Abaixo temos o Soneto 11 de Luís de Camões citado acima:


Amor é fogo que arde sem se ver
É ferida que dói e não se sente
É contentamento descontente
É dor que desatina sem doer.

É um não querer mais que bem querer,
É solitário andar por entre a gente,
É um não contentar-se de contente,
É cuidar que se ganha em se perder.

É um estar-se preso por vontade,
É servir a quem vence, o vencedor;
É ter com que nos mata lealdade,

Mas como causar pode seu favor
Nos corações humanos amizade,
Se tão contrário a si é o mesmo amor?



A seguir a música “Monte Castelo". Sendo letra e música de Renato Russo.
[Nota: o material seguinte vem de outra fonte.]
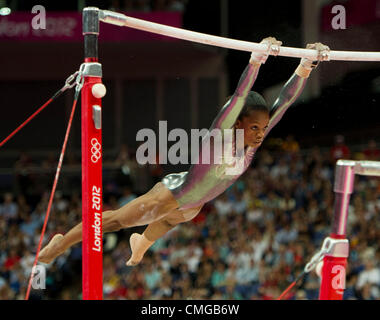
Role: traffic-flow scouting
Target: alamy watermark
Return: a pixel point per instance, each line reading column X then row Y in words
column 39, row 277
column 39, row 20
column 218, row 146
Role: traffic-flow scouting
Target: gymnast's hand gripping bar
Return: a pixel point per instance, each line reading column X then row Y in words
column 125, row 21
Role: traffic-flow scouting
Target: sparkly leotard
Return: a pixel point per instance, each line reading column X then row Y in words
column 205, row 181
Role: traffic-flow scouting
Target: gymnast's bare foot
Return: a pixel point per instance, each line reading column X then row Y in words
column 50, row 252
column 139, row 244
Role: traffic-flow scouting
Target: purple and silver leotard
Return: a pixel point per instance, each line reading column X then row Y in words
column 205, row 181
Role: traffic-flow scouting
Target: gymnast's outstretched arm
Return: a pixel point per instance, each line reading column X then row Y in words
column 293, row 87
column 231, row 110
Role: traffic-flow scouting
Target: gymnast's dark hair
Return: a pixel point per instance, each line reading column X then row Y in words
column 254, row 102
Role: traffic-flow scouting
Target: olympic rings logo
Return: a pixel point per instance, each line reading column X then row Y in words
column 95, row 150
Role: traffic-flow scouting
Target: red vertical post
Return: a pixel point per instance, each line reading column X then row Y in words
column 92, row 248
column 334, row 263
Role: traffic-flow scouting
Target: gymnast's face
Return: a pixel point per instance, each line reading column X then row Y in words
column 254, row 126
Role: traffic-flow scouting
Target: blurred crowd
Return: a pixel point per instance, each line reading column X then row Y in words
column 148, row 5
column 249, row 243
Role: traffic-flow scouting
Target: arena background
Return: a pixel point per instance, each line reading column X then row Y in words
column 249, row 243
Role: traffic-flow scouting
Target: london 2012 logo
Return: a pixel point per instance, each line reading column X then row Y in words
column 95, row 150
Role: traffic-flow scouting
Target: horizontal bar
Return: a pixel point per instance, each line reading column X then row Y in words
column 367, row 168
column 362, row 167
column 123, row 20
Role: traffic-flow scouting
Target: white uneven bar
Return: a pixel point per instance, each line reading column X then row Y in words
column 123, row 20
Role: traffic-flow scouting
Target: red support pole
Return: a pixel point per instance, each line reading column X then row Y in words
column 92, row 248
column 334, row 263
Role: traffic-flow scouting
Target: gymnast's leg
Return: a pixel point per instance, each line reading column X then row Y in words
column 143, row 210
column 140, row 243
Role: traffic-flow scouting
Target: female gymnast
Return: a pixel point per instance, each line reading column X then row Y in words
column 179, row 197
Presentes adaptações de I Coríntios (13, 1-8) e Soneto 11 de Luís de Camões.



Ainda que eu falasse a língua do homens.
E falasse a língua do anjos, sem amor eu nada seria.

É só o amor, é só o amor.
Que conhece o que é verdade.
O amor é bom, não quer o mal.
Não sente inveja ou se envaidece.

O amor é o fogo que arde sem se ver.
É ferida que dói e não se sente.
É um contentamento descontente.
É dor que desatina sem doer.

Ainda que eu falasse a língua dos homens.
E falasse a língua dos anjos, sem amor eu nada seria.

É um não querer mais que bem querer.
É solitário andar por entre a gente.
É um não contentar-se de contente.
É cuidar que se ganha em se perder.

É um estar-se preso por vontade.
É servir a quem vence, o vencedor;
É um ter com quem nos mata lealdade.
Tão contrario a si é o mesmo amor.

Estou acordado e todos dormem todos dormem todos dormem.
Agora vejo em parte. Mas então veremos face a face.

É só o amor, é só o amor.
Que conhece o que é verdade.

Ainda que eu falasse a língua dos homens.
E falasse a língua do anjos, sem amor eu nada seria."